04-23-2013 11:42 PM
Hello,
This is a continuation of http://forums.ni.com/t5/LabVIEW/Shared-clone-reentrancy-and-inlining/m-p/2372022
So, inlining a VI requires allocating memory for every call, making it behave effectively as a preallocated clone. The difference is, an inlined VI will also remove the overhead of making a VI call.
Given this, would it be correct to say that inlining offers everything that preallocated clones can offer, but is even faster? Are there any situations where I'd want a preallocated clone that's NOT inlined? (I can think of one: For debugging, it could be useful to know where an error was generated, but inlining a VI will make the error appear to originate from the calling VI. However, I don't think this is relevant for a release build)

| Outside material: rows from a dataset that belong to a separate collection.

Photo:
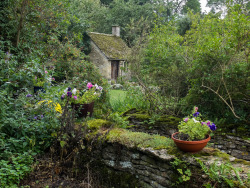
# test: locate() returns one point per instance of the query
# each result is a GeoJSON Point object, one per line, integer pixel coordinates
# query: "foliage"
{"type": "Point", "coordinates": [222, 172]}
{"type": "Point", "coordinates": [132, 98]}
{"type": "Point", "coordinates": [84, 96]}
{"type": "Point", "coordinates": [119, 121]}
{"type": "Point", "coordinates": [194, 127]}
{"type": "Point", "coordinates": [183, 170]}
{"type": "Point", "coordinates": [208, 65]}
{"type": "Point", "coordinates": [25, 129]}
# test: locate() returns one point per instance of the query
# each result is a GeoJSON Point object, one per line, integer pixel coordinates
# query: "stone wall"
{"type": "Point", "coordinates": [233, 145]}
{"type": "Point", "coordinates": [153, 168]}
{"type": "Point", "coordinates": [99, 59]}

On a slight tangent (for curiosity), does the LabVIEW compiler automatically perform inline expansion for optimization, the same way a C++ compiler might?
04-24-2013 03:32 AM
Well, as said in the other thread, inlining essentially copies the machine code into the calling VI so that the CPU doesn't have to jump, which means generating multiple copies of the instructions, which means a larger executable, etc., which can hurt you if you have multiple copies of the VI, particularly if you don't call them often.
I'm also guessing that LV doesn't automatically inline VIs for EXE for exactly that reason - determining whether it actually is an optimization or not is not something it can usually do.